In consideration for custody services covering monitoring and record-keeping relating to an exclusive securities borrowing arrangement with certain principals, Xxxxxx Xxxxxxx has agreed to pay The Huntington National Bank (“Huntington”) fees during the Lending Period. Huntington hereby accepts the payments outlined in the attached schedule (“Fee Schedule”).
Should you have any questions, please do not hesitate to contact Xxxxxxxxxx Xxxxxxx at (000)-000-0000.
Very truly yours,
Xxxxxx Xxxxxxx & Co. LLC |
MS Securities Services Inc. | |||||||
By: | /s/ Xxxxxxx Xxxxxxx | By: | /s/ Xxxxxxx Xxxxxxx | |||||
Name: Xxxxxxx Xxxxxxx | Name: Xxxxxxx Xxxxxxx | |||||||
Title: Managing Director | Title: Executive Vice President | |||||||
Acknowledged and Accepted By:
The Huntington National Bank |
||||||||
By: | /s/ Xxxxx Xxxxxx | |||||||
Name: Xxxxx Xxxxxx | ||||||||
Title: Vice President |
Fee Schedule
The Huntington National Bank
on behalf of The Huntington Funds
(“Huntington”)
and
Xxxxxx Xxxxxxx & Co.

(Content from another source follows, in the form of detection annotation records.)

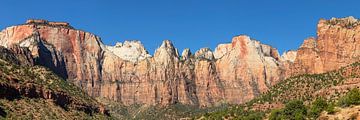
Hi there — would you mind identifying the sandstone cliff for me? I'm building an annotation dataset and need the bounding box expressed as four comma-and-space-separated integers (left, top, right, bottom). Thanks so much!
286, 17, 360, 76
0, 18, 360, 106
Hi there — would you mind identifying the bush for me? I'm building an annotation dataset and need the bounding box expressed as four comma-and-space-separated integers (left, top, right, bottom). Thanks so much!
269, 100, 307, 120
308, 98, 328, 118
338, 89, 360, 107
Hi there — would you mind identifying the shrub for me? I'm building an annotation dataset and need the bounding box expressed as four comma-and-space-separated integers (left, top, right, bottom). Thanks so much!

LLC and MS Securities Services Inc.
(“Xxxxxx Xxxxxxx”)
I.) Fees
1.) | Fee per borrow and return |
a.) | $22 per borrow and return, not to exceed an aggregate sum of $50,000 per annum |
II.) Payment
The above fees will be invoiced monthly. Payment is due within 10 days following calendar month-end.
III.) Term of fee schedule
This fee schedule is effective as of June 1, 2013.